Humans who think linguistically can better generalize, extrapolate, adapt to new circumstances, combine prior information in novel ways, explore, plan, replan when advantageous, and so on. Despite these advantages, AI beings seldom think—at least not in human language. Although internal vector activations in neural networks can be regarded as thinking, many theorize that there are particular advantages to believing in the discrete, symbolic form of language (such as the ability to combine ideas in an exponential number of ways), which suggests that lingual agents may learn more quickly, perform better, and generalize more effectively than non-lingual agents. Agents who think in their native language have significant advantages in AI Safety and Interpretability and being more competent.
Suppose one can see an agent’s thought process during training. In that case, one can identify areas where abilities or values need to be improved or determine whether the agent still needs to be prepared for deployment. The agent’s thoughts may be continuously monitored throughout testing to stop any bad plans. One may act to prevent that behaviour in advance. For instance, if an agent thinks, “My goal is to take my passenger to the store as quickly as possible so I will run through this red light without stopping.” Additionally, observing how agents think makes them easier to direct.
One can provide an agent with their thoughts to assist it in solving problems in the way they want to be solved if the agent is having trouble with difficult issues. Agents that understand human language also facilitate the development of more intelligent, secure AI systems. Instead of merely seeing something broken, one may identify why it is damaged, offering suggestions on how to fix the problem or enhance AI training. These arguments imply that mimicking human thought is the most practical approach to accomplish this aim and that giving AI entities the capacity to think in language might result in many important benefits.
Thinking abilities are not something people learn independently; rather, they are partially taught through instructor comments and examples. Using demonstrations where actors think aloud while performing to instruct agents is a good approach. This method differs from others that employ pre-trained Large Language Models (LLMs) for planning since these LLMs need to be trained on data from real-world situations where people speak aloud while acting.

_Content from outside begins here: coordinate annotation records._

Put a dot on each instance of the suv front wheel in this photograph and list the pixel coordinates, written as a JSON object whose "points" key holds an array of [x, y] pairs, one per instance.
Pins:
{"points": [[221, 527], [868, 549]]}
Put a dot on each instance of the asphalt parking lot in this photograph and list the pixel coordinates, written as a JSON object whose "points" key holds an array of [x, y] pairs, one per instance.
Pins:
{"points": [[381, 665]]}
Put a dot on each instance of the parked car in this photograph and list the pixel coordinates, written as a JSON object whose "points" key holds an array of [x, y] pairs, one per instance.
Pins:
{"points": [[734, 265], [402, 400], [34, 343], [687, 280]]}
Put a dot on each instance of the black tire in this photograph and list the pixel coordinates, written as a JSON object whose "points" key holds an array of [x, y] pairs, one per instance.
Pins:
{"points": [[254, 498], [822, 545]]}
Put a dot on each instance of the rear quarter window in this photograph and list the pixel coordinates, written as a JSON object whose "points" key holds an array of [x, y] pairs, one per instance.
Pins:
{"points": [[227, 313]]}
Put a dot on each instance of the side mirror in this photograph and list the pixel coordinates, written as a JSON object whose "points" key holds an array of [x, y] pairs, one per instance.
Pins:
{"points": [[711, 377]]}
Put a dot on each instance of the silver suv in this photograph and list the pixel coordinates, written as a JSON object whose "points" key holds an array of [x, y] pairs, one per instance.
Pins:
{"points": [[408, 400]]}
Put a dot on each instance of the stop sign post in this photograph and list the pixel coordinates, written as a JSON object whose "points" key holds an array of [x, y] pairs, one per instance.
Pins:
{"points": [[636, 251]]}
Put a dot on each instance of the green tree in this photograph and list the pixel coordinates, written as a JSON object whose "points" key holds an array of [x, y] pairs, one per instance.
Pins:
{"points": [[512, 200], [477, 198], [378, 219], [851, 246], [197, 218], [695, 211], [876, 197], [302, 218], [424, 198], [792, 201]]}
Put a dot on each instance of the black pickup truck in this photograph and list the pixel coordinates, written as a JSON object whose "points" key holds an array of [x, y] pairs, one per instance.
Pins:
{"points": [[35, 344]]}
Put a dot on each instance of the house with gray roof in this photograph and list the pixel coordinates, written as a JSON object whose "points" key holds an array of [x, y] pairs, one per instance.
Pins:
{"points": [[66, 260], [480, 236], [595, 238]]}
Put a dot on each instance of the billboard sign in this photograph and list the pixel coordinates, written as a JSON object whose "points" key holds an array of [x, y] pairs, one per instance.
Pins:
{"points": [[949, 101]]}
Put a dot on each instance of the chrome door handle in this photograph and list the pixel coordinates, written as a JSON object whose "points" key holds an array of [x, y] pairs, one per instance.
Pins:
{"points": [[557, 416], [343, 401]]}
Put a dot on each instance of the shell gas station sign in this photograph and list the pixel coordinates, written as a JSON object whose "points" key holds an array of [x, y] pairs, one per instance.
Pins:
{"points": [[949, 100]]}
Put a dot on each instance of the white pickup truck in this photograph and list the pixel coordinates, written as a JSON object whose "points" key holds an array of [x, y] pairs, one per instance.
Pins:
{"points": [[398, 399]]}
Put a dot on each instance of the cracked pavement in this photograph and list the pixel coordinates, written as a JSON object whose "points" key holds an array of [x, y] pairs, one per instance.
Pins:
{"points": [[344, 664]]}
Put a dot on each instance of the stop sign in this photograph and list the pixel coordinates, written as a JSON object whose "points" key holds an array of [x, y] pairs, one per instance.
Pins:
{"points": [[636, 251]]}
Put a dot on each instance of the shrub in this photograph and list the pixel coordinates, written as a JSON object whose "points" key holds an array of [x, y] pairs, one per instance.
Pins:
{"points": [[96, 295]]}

Millions of hours of individuals talking aloud while executing activities are captured in thought data, which includes YouTube videos and transcripts. This type of data reveals the reasoning behind people’s actions, plans, decisions, and rearranging plans, such as when playing video games. This study aims to stimulate more research into using thought data to teach thinking abilities to agents. Though data is very useful and generally accessible (Section 2), it has not yet been thoroughly investigated. There are enormous benefits to be achieved from developing more potent AI, or perhaps AGI, if they can address the genuine, substantial concerns of AI Safety and existential danger.
In this research, the authors from the University of British Columbia and Vector Institue suggest a unique Imitation Learning paradigm called Thought Cloning, in which agents not only learn how to act from human demonstrations, as in Behavioural Cloning but also learn how to think from demos where human actors think aloud as they perform. This work supports the idea of artificial thinking data in a difficult area, BabyAI, even though they anticipate thinking Cloning to truly shine when trained on massive web datasets of synchronized human thoughts and activities. Their research shows that Thought Cloning performs better than Behavioural Cloning, even when Behavioural Cloning agents can think (in latent vectors) but must learn that competence without the supervision of thought offered by Thought Cloning.
Additionally, they show that in zero-shot and fine-tuning conditions, Thought Cloning generalizes better than Behavioural Cloning in out-of-distribution tasks. Finally, they offer empirical support for the benefits of thought cloning in terms of Safety and Interpretability, where harmful behavior may be almost precisely prevented before execution, which was previously stated. Overall, the findings are encouraging and provide a peek of thought cloning’s huge potential to improve AI’s intelligence and make it safer and easier to understand.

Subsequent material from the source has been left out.